Défendre les autres, écrire à leur sujet, s’interroger sur des cinématographies différentes tout en signant des œuvres profondément françaises, tels sont les deux visages de Bertrand Tavernier, cinéaste et critique.
Cinquante ans de cinéma américain
L’ouvrage qui lui a permis d’acquérir ses galons d’exégète du cinéma d’outre‑Atlantique s’intitule Cinquante ans de cinéma américain. Co‑écrit avec Jean‑Pierre Coursodon et Yves Boisset (Radio‑Corbeau, Un taxi mauve), l’ouvrage n’était à l’origine qu’un numéro spécial de la revue Cinéma 60 et balayait vingt ans de cinéma américain. Puis, au fil des décennies, le volume prit de l’ampleur et fut régulièrement réédité, jusqu’en 1991, date à partir de laquelle cinquante années pouvaient être envisagées.
Le militant
L’activité cinéphilique, critique et engagée du réalisateur de L’appât n’est plus à démontrer. Directeur de la collection Cinéma qu’il dirige aux Éditions Acte Sud, il édita les mémoires de Michael Powell et fut à l’origine d’un livre sur Riccardo Freda. Parallèlement, Tavernier fut une figure de proue de la révolte des Sans‑papiers et amateur audacieux de sujets sensibles. L’Éducation Nationale par exemple, avec Ça commence aujourd’hui (1999). Un vrai militant, donc, qui se bat sur tous les terrains.
Le Nickel-Odéon
Né à Lyon en 1941, il écrit tôt dans de nombreuses revues (Les cahiers, Positif, Cinéma...) et fonde son propre cinéclub, le Nickel‑Odéon. Dans les années 60, il exerce le métier d’attaché de presse. C’est ainsi qu’il représente et défend des cinéastes tels que Joseph Losey ou Elia Kazan. Ce n’est qu’en 1973 qu’il se dirige vers la réalisation, avec L’horloger de Saint‑Paul, qui marque sa rencontre avec celui qui deviendra l’un de ses acteurs fétiches, Philippe Noiret. Dans ce film, il adapte Georges Simenon et suit le destin d’un père de famille qui, après un meurtre perpétré par son fils, apprend à le connaître. Le film obtiendra le prix Louis Delluc.
La reconnaissance
L’année suivante, il tourne Le juge et l’assassin (avec Noiret toujours et Michel Galabru), Que la fête commence, qui marque le début de reconnaissance, puis signe en 1979 un brûlot sur les médias (La mort en direct) annonçant Le prix du danger que Boisset réalisera peu de temps après. Au cours des années 80, Bertrand Tavernier semble délaisser la satire sociale et tourne un film intimiste réunissant Gérard Lanvin et Nathalie Baye (Une semaine de vacances).
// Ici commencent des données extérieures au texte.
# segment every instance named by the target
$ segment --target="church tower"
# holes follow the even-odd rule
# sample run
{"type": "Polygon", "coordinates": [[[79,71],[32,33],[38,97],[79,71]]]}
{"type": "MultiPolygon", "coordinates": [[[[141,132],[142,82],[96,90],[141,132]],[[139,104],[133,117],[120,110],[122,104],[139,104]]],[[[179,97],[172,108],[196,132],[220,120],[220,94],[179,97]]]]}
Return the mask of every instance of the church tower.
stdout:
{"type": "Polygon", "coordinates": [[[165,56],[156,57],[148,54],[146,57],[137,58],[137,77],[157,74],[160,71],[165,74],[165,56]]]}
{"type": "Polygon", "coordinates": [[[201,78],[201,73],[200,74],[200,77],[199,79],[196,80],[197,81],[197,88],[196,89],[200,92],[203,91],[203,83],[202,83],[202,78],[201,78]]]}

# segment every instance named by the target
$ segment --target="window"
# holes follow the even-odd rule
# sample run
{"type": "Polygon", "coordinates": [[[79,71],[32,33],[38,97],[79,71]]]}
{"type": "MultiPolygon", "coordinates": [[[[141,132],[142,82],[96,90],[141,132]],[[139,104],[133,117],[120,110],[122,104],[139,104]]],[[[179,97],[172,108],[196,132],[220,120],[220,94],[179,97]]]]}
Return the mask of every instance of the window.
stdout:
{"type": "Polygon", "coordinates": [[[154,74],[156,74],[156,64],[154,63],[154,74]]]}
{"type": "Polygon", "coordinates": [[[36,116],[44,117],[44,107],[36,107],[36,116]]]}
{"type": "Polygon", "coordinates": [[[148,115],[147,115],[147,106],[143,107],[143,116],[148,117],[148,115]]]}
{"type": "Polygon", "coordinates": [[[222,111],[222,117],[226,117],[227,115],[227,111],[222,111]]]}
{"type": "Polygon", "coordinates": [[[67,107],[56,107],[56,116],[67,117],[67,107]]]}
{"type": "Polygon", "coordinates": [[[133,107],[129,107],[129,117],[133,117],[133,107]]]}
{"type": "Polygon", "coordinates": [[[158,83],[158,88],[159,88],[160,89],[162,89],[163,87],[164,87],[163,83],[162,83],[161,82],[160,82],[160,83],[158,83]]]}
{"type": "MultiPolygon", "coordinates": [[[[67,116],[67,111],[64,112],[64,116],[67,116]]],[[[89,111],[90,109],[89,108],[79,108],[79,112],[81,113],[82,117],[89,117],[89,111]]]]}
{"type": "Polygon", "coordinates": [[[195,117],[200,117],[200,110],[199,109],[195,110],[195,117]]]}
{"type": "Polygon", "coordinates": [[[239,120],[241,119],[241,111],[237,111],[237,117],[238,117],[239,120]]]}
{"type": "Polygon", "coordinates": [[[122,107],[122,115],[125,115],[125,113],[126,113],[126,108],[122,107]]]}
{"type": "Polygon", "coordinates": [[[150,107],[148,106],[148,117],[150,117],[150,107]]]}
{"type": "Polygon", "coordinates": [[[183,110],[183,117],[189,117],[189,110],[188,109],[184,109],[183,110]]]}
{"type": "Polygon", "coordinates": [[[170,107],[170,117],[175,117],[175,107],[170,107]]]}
Entre cinéma de genre et films plus légers
Il s’intéresse également au cinéma de genre avec Coup de torchon, tiré d’un roman de Jim Thompson. En 1984, il réalise l’un de ses films les plus émouvants, Un dimanche à la campagne, dans lequel il offre à Sabine Azéma, actrice fétiche de Resnais, l’un de ses plus beaux rôles. Suivront des films plus légers, témoignant de son goût pour le cinéma populaire (La fille de d’Artagnan en 1994) et des œuvres plus ambitieuses, où il traque les mécanismes intimes de la société contemporaine. Ainsi, L 627 (1992) ou L’appât, qu’il signe en 1995, sont parmi les meilleurs témoignages produits par le cinéma français sur son époque. Dans le premier, il met à jour les conditions de travail des forces de police et brise la vision manichéenne des flics ; dans le second, il s’interroge sur la violence adolescente sur un mode clinique et glaçant. Marie Gillain, dans le rôle d’une meurtrière naïve et insouciante, est éblouissante.
Premier doc
Depuis, Tavernier continue son parcours, entre productions critiques et films ambitieux, de la Princesse de Montpensier à Quai d'Orsay, première intrusion du cinéaste dans l'univers de la BD. En 2015, devrait sortir son documentaire Mon voyage dans le cinéma français (de 1930 à 1970).